Kegiatan tersebut dipimpin langsung Kapolsek Mandau Kompol Primadona, S.I.K., M.Si., bersama Bhabinkamtibmas Desa Bathin Betuah Briptu Maula Salsabila, S.H. Turut hadir Penjabat Kepala Desa Bathin Betuah Edi S, Ketua Unit BUMDes Karsiman, serta Salim selaku tokoh masyarakat sekaligus pemilik lahan.
Dalam pelaksanaannya, kelompok pengelola kegiatan yang terdiri dari BUMDes Bathin Betuah bersama pemilik lahan memanfaatkan alat pertanian jenis John Deere singkal piringan mata lima guna mempercepat proses pengolahan lahan. Sementara jenis tanaman yang dibudidayakan merupakan jagung pipil varietas Pioneer P32 Singa yang dinilai memiliki produktivitas unggul.

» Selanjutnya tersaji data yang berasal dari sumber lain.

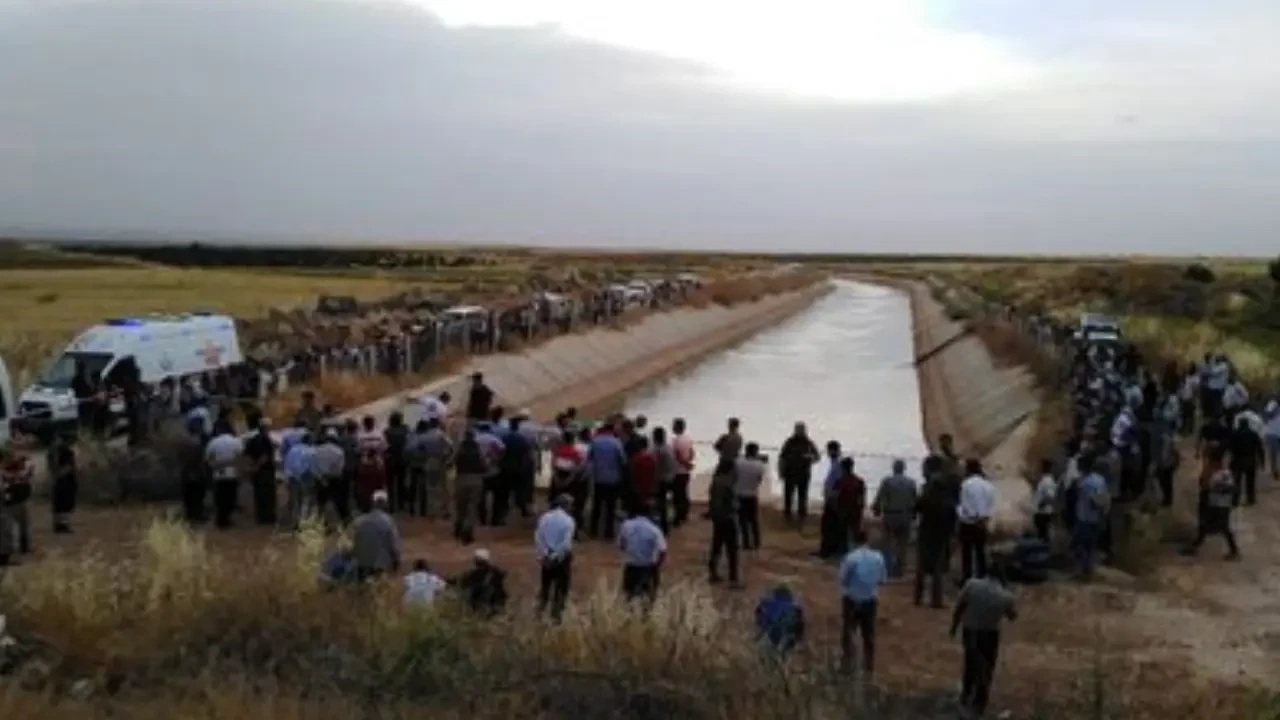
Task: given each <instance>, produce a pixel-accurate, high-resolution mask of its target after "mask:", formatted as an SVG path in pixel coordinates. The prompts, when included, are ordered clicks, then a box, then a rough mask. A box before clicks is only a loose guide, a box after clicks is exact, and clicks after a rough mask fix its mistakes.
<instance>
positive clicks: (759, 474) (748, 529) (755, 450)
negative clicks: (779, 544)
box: [733, 442, 769, 550]
mask: <svg viewBox="0 0 1280 720" xmlns="http://www.w3.org/2000/svg"><path fill="white" fill-rule="evenodd" d="M768 469H769V466H768V465H767V464H765V462H764V459H762V457H760V446H759V445H756V443H754V442H749V443H746V451H745V452H744V455H742V457H739V459H737V480H736V482H735V483H733V495H735V496H736V497H737V527H739V530H740V532H741V533H742V543H741V548H742V550H759V548H760V486H762V484H763V483H764V474H765V471H767V470H768Z"/></svg>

Kapolsek Mandau Kompol Primadona menegaskan bahwa keterlibatan Polri dalam program tersebut bukan hanya sebatas pengamanan, melainkan juga bentuk dukungan konkret terhadap penguatan sektor pangan nasional.
“Ketahanan pangan merupakan bagian penting dari stabilitas nasional. Karena itu, Polri tidak hanya hadir menjaga keamanan, tetapi juga ikut mendorong produktivitas masyarakat melalui pemanfaatan lahan pertanian yang berkelanjutan,” ujar Kompol Primadona.
Ia menambahkan, pola kolaborasi antara kepolisian, pemerintah desa, BUMDes, dan masyarakat menjadi kekuatan utama dalam menyukseskan Program Asta Cita Presiden Republik Indonesia.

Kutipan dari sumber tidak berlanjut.